The coronavirus crisis has had very different effects on companies’ inventory management. For some companies, demand collapsed, for others it took off. At least the former, but in practice often also the latter, are struggling with significant overstocks; overstocks that cost important liquidity, because “cash is currently king”. From many years in corporate restructuring, I know that many manufacturing and trading companies that have become insolvent were actually swimming in money. Money that was not in the account, however, but was tied up in surplus stocks. Why many companies are blind to their own excess inventories, know nothing about them and do not want to admit to them, remains one of the great mysteries of practice for me. It is neither time-consuming nor expensive to quickly obtain a good overview of the condition of your own stocks. For many years, we have been using the E:S:A method developed by us for overstock analysis. We have recently added another key figure to this, the BMI inventory management index.

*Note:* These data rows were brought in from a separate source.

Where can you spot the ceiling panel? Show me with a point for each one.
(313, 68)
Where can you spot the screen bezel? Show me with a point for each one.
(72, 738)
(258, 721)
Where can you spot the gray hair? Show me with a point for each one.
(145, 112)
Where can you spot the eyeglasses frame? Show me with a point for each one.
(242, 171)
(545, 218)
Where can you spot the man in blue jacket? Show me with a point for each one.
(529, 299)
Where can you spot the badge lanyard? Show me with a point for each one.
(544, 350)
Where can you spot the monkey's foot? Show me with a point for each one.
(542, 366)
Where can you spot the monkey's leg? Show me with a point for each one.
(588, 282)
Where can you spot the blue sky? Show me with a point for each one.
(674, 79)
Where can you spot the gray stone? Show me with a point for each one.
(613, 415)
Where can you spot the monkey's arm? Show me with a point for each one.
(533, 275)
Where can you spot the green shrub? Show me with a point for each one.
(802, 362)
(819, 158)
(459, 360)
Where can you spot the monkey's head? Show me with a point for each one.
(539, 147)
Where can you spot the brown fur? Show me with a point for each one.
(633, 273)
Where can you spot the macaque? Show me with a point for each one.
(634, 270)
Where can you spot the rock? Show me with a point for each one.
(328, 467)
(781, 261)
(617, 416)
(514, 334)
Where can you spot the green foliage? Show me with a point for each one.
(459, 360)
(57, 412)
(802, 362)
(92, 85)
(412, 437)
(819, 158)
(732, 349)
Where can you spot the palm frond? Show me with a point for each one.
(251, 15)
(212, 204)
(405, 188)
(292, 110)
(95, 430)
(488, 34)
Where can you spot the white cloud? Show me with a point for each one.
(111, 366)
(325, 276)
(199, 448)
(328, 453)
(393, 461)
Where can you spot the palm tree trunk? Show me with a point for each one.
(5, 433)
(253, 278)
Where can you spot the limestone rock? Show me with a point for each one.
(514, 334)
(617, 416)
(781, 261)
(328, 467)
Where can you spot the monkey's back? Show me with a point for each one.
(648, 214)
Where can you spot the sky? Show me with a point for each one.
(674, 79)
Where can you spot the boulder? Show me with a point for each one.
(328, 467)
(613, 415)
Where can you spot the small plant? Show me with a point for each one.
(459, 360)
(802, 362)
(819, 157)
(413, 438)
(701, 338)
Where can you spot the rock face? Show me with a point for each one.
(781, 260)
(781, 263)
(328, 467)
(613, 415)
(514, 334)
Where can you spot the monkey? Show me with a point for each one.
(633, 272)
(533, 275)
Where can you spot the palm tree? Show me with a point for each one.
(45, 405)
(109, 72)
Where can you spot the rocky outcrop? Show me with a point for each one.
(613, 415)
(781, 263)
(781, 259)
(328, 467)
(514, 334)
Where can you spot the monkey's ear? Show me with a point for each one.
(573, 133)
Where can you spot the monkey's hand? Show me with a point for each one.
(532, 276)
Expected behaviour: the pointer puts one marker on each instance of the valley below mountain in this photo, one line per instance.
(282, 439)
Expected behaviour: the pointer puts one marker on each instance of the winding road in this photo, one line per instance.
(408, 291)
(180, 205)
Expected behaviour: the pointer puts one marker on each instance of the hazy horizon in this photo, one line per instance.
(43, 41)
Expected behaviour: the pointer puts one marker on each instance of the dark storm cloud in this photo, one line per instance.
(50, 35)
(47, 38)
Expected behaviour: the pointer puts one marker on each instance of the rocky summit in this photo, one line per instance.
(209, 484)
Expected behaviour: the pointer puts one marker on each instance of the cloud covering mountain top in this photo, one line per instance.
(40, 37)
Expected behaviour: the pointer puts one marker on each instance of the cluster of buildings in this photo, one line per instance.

Reducing inventories is crucial for many companies on their way out of the coronavirus recession. Without sufficient liquidity, the way out of the crisis will not be successful and it will not be possible to avoid every bottleneck with subsidies and favorable loans alone. The joint study by Abels & Kemmner and the Arbeitsgemeinschaft für wirtschaftliche Fertigung (AWF) on supply chain management after corona also shows that inventory reduction is an important topic.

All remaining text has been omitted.